PERAN DIPLOMASI PUBLIK INTERNASIONAL

I. LATAR BELAKANG Secara umum diplomasi publik dipahami sebagai suatu upaya untuk mempengaruhi publik internasional (negara lain) demi tercapainya kepentingan nasional suatu negara. Upaya ini biasanya dilakukan dengan membentuk sebuah jaringan komunikasi sebagai wadah promosi kebijakan luar negeri. Dengan dikoordinasi oleh pemerintah, pihak-pihak yang terlibat dalam upaya ini adalah non-state actors seperti NGO, media massa, kelompok masyarakat, partai politik, parlemen, individu (tokoh agama, wartawan, artis), dll. Banyak pihak melihat bahwa diplomasi publik adalah propaganda, nation-branding, atau pertukaran seni dan budaya. Namun, diplomasi publik pada hakikatnya tidak terbatas pada hal-hal tersebut tetapi mencakup kegiatan-kegiatan yang lebih luas dan lebih substantif. Dalam konteks Indonesia, diplomasi publik sedikit berbeda dengan praktek yang banyak dilakukan oleh negara-negara lain khususnya negara maju. Indonesia melaksanakan diplomasi publik tidak hanya kepada publik internasional tetapi juga kepada publik domestik. Praktek ini dipengaruhi oleh faktor bahwa politik internasional banyak dipengaruhi oleh faktor-faktor internal sebuah negara dan di sisi lain, dinamika politik dalam negeri juga banyak dipengaruhi oleh berbagai isu-isu internasional. Untuk itulah diperlukan sebuah mekanisme yang bisa menjembatani dinamika luar negeri untuk kemajuan dalam negeri. Dengan demikian, publik dalam negeri diharapkan dapat semakin mengerti berbagai masalah internasional khususnya isu-isu yang melewati batas-batas negara (borderless) di dalam dunia internasional yang semakin terbuka.

II. PEMBAHASAN Dewasa ini, aktivitas diplomasi menunjukkan peningkatan peran yang sangat signifikan seiring dengan semakin kompleksnya isu-isu dalam hubungan internasional. Hubungan internasional pun tidak lagi semata-mata dipandang sebagai hubungan antar negara namun juga meliputi hubungan antar masyarakat internasional. Dengan demikian, diplomasi tradisional atau yang dikenal dengan istilah first track diplomacy yang hanya melibatkan peran pemerintah dalam menjalankan misi diplomasi, tentu saja tidak akan efektif dalam rangka menyampaikan pesan-pesan diplomasi terhadap suatu negara.

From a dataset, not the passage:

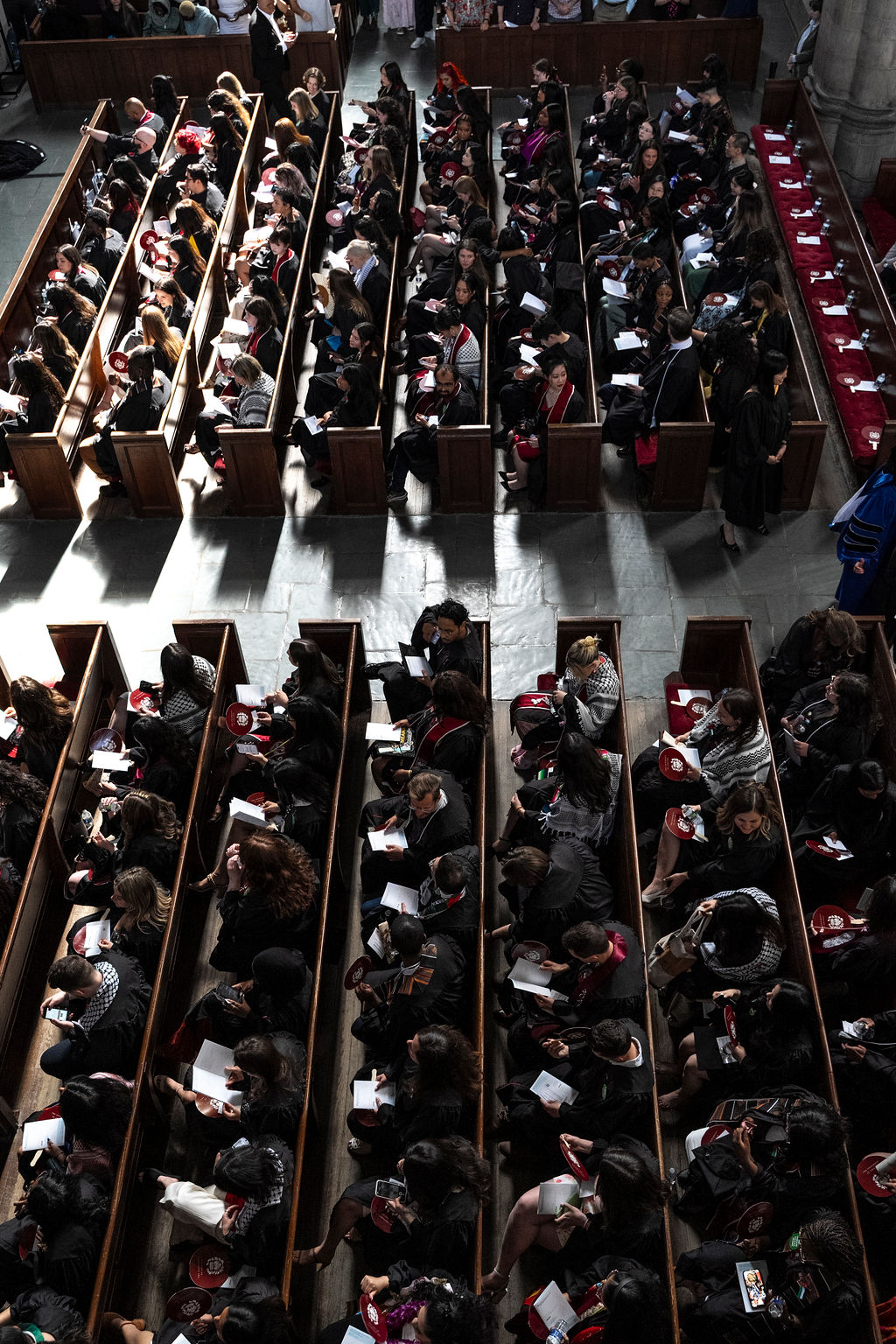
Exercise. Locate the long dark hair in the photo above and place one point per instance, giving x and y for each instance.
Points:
(586, 774)
(178, 674)
(434, 1168)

Oleh karena itu, aktivitas diplomasi publik yang melibatkan peran serta publik akan sangat dibutuhkan dalam rangka melengkapi aktivitas diplomasi tradisional. Alasan utama dari keterlibatan publik ini didasarkan pada asumsi yang cukup sederhana yaitu pemerintah tidak selalu dapat menjawab berbagai tantangan dalam isu-isu diplomasi yang kini semakin kompleks terlebih sifat khas yang melekat dari pemerintah adalah sangat kaku (rigid). Melalui peningkatan aktivitas diplomasi publik, pemerintah berharap bahwa upaya diplomasi akan berjalan lebih efektif dan memberikan dampak yang lebih luas dan besar pada masyarakat internasional. Di samping itu, pemerintah pun berharap bahwa keterlibatan publik ini dapat membuka jalan bagi negosiasi yang dilakukan wakil-wakil pemerintah sekaligus dapat memberikan masukkan dan cara yang pandang yang berbeda dalam memandang suatu masalah. Definisi dari diplomasi publik sangat beragam. Diplomasi publik didefinisikan sebagai upaya mencapai kepentingan nasional suatu negara melalui understanding, informing, and influencing foreign audiences.Dengan kata lain, jika proses diplomasi tradisional dikembangkan melalui mekanisme government to government relations, maka diplomasi publik lebih ditekankan pada government to people atau bahkan people to people relations.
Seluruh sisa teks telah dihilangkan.